“I wish I had participated in the post-harvest fisheries business development training program earlier” says Peace Abla Gavor, a 54 year old fish processor at Elmina in the Central region. She was struggling with the family business she inherited.
After more than 30 years of stress and strain, her small enterprise fell on hard times. Peace’s children had to drop out of school to help keep the business running. The family was barely living from hand to mouth, a situation which is a major source of worry to her family.
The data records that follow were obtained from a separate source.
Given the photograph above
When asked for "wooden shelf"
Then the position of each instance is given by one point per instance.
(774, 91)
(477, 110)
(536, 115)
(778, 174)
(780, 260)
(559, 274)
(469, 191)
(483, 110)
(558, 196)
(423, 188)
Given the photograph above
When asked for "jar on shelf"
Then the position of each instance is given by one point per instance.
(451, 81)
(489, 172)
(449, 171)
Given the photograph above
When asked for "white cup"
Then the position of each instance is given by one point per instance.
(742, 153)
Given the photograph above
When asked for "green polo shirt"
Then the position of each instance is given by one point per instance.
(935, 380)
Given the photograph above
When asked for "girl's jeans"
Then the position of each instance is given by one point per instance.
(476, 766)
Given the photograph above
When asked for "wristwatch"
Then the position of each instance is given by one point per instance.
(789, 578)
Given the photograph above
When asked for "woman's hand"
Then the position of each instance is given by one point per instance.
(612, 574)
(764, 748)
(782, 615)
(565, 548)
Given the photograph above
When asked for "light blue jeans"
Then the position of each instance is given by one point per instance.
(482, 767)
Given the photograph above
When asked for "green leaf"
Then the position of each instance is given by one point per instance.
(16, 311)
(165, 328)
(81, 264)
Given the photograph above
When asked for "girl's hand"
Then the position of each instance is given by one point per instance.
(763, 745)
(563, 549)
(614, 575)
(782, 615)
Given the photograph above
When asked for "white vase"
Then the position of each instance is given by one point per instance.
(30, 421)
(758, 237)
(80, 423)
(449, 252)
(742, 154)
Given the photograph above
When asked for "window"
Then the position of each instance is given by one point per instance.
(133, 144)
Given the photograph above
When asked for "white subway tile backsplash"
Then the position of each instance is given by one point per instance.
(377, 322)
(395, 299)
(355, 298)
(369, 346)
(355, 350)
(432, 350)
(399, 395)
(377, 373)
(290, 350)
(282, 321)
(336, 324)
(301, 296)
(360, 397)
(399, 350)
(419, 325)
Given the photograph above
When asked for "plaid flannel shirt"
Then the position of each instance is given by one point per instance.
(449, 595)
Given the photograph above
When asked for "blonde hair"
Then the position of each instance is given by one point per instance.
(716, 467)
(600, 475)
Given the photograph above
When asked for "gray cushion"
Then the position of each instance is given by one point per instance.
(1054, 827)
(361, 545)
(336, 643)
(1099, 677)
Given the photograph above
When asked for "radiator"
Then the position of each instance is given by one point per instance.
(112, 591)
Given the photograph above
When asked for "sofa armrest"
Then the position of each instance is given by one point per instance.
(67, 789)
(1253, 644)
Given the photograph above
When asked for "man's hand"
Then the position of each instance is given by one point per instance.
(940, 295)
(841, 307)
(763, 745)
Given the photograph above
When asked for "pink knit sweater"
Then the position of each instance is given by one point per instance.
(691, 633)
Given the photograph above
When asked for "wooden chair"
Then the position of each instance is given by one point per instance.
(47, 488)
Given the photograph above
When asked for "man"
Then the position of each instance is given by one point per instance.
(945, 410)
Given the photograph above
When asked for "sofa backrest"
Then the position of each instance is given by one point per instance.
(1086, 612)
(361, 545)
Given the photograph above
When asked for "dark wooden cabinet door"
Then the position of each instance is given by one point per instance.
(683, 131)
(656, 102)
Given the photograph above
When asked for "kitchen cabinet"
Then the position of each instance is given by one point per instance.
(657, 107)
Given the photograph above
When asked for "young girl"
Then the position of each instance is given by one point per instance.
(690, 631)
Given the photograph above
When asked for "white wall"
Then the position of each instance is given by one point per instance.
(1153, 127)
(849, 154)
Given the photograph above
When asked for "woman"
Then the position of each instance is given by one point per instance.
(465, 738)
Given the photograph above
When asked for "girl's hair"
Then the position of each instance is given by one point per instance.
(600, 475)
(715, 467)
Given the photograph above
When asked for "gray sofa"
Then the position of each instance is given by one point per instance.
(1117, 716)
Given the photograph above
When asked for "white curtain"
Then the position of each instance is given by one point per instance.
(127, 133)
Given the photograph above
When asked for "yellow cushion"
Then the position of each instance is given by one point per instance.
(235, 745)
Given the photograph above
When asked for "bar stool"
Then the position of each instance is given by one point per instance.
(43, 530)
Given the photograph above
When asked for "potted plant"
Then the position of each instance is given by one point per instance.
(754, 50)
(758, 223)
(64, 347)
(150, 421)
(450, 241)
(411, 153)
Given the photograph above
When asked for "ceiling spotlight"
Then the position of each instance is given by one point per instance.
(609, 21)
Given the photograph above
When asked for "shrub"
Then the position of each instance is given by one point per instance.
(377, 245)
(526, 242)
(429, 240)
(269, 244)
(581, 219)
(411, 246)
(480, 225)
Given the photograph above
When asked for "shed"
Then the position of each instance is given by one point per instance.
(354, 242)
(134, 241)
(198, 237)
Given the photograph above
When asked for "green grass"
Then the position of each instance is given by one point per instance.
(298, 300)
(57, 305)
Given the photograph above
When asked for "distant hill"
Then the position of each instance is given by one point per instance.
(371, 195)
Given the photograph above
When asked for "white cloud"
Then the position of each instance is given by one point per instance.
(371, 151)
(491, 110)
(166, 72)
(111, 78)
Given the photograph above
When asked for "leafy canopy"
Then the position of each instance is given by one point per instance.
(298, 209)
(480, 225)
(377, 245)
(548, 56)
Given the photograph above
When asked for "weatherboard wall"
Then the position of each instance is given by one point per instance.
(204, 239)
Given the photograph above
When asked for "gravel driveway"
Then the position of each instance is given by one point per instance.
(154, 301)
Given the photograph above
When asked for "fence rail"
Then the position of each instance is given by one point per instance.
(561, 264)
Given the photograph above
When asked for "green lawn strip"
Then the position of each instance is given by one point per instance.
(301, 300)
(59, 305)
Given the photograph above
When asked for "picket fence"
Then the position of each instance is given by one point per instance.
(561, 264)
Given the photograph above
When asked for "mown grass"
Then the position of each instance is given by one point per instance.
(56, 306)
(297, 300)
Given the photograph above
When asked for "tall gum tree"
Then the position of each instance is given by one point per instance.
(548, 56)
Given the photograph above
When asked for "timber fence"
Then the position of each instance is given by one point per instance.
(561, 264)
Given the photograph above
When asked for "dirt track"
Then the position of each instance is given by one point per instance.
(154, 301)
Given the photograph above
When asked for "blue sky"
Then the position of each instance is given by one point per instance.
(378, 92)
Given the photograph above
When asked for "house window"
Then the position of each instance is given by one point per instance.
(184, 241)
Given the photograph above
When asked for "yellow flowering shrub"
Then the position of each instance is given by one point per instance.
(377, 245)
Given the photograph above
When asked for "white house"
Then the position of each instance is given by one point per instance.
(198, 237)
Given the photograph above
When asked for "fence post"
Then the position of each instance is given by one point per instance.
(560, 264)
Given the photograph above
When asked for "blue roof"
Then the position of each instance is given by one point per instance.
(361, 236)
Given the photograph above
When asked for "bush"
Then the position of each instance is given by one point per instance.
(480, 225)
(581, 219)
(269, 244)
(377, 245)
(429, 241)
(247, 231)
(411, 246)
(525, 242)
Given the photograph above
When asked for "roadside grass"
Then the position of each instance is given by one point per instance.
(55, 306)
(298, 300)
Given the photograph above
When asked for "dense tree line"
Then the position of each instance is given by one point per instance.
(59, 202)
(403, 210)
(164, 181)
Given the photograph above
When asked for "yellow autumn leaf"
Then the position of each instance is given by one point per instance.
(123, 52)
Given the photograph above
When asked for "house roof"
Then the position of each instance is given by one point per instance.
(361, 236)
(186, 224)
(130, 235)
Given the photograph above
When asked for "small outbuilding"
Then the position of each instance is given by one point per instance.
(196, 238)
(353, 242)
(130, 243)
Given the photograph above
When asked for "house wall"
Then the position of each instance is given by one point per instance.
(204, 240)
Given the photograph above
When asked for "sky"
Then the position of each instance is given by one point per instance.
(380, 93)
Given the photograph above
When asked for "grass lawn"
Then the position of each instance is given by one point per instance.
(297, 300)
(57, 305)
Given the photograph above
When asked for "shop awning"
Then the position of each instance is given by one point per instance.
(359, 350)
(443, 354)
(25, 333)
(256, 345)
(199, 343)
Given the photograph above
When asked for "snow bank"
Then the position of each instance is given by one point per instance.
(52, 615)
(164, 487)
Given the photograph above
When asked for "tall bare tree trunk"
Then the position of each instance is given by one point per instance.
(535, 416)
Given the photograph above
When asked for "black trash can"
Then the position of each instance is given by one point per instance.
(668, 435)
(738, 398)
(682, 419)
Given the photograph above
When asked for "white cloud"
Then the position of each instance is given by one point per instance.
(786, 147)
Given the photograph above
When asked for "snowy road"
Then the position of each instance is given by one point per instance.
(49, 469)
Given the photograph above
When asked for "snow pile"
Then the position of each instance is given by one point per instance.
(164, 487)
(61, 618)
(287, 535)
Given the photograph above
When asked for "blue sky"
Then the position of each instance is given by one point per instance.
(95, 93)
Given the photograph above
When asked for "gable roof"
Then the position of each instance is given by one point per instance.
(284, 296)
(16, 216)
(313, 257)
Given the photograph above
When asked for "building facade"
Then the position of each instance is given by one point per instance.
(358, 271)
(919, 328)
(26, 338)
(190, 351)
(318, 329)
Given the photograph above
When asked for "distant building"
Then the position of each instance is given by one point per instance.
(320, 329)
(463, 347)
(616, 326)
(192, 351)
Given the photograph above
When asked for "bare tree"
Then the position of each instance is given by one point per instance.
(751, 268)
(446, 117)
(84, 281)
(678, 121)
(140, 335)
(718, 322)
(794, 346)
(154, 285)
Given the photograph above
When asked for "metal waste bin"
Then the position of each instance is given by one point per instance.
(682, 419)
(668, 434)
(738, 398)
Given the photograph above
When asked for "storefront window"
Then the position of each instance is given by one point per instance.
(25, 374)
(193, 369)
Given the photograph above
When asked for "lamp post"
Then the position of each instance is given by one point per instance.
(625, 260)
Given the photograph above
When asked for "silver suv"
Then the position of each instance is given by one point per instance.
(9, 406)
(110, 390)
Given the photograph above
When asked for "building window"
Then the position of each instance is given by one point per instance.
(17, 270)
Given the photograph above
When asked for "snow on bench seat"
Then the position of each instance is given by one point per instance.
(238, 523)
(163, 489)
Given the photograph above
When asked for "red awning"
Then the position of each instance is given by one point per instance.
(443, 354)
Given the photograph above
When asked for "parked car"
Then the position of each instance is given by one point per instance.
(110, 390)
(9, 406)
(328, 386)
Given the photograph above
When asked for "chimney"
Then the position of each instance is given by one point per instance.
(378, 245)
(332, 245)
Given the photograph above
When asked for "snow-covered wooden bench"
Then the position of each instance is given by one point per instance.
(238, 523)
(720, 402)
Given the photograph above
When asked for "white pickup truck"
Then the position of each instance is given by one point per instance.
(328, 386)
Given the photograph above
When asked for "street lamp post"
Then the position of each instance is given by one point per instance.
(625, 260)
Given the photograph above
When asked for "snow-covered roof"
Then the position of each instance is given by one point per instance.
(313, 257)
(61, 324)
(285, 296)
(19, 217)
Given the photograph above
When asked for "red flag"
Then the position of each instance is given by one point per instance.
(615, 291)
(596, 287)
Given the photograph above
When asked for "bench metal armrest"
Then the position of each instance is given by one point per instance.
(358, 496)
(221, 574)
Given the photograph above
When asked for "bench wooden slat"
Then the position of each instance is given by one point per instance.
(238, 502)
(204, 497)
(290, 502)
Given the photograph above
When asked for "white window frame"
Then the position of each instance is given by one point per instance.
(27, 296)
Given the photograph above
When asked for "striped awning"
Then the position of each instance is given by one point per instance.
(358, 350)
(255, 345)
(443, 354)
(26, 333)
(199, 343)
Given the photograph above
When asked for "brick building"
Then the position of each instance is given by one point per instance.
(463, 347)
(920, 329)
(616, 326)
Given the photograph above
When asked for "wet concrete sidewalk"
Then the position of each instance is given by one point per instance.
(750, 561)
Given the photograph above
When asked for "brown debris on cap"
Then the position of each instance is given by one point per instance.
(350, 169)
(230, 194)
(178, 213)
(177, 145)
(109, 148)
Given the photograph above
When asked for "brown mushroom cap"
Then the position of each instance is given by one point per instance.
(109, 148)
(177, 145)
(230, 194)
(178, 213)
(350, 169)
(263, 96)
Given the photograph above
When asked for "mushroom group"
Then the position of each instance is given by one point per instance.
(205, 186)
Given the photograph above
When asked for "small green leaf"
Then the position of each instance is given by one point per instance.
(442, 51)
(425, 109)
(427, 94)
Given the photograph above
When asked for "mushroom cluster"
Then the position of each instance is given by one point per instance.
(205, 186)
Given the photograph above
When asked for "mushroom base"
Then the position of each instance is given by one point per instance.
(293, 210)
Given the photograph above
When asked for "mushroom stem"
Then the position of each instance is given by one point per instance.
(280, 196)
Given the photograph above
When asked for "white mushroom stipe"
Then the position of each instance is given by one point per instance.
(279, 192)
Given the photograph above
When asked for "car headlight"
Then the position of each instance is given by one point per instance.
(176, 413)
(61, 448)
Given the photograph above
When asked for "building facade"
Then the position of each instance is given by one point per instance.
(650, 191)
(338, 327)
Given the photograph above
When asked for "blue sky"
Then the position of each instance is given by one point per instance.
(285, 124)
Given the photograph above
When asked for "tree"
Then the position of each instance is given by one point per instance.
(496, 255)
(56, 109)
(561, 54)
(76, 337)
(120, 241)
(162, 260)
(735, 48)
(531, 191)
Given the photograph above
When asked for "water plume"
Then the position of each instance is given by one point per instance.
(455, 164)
In Ghana, despite the central role women play in feeding the nation, their empowerment is largely overlooked in the fisheries sector.
Women consistently find them-selves confined to the lowest end of the fisheries value chain – a position that is perpetuating and widening a gender-based disparity in income.
Poor fish-handling and processing practices, inadequate records-keeping skills, illiteracy, and lack of access to loans also contribute to economic hardships that threaten entire families. To help show women like Peace a better way, USAID through the Sustainable Fisheries Management Project has been working to support Micro, Small and Medium Enterprises along the coastal communities.
With the project’s support, more than 2034 people, the majority being women-owned businesses, have been trained in business development skills. Participants have learned about fish processing skills, food safety, pack-aging and marketing, financial management, and alternative livelihoods. They also received instruction on organizing and receiving soft loans from the financial market.
The training adds value to the participants’ products, thus increasing sales and expanding operations. In turn, these business owners can pursue meaningful change and improve their lives. After participating in a series of trainings, Peace moved away from her old method of business and has started practicing what she learned from the project.
Today, Peace keeps proper records, has expanded her business and has been awarded the most exemplary individual fish handling and processing practice along the coast. “Thanks to USAID Sustainable Fisheries Management Project (SFMP) I can now enjoy much benefits from my business” she smiled.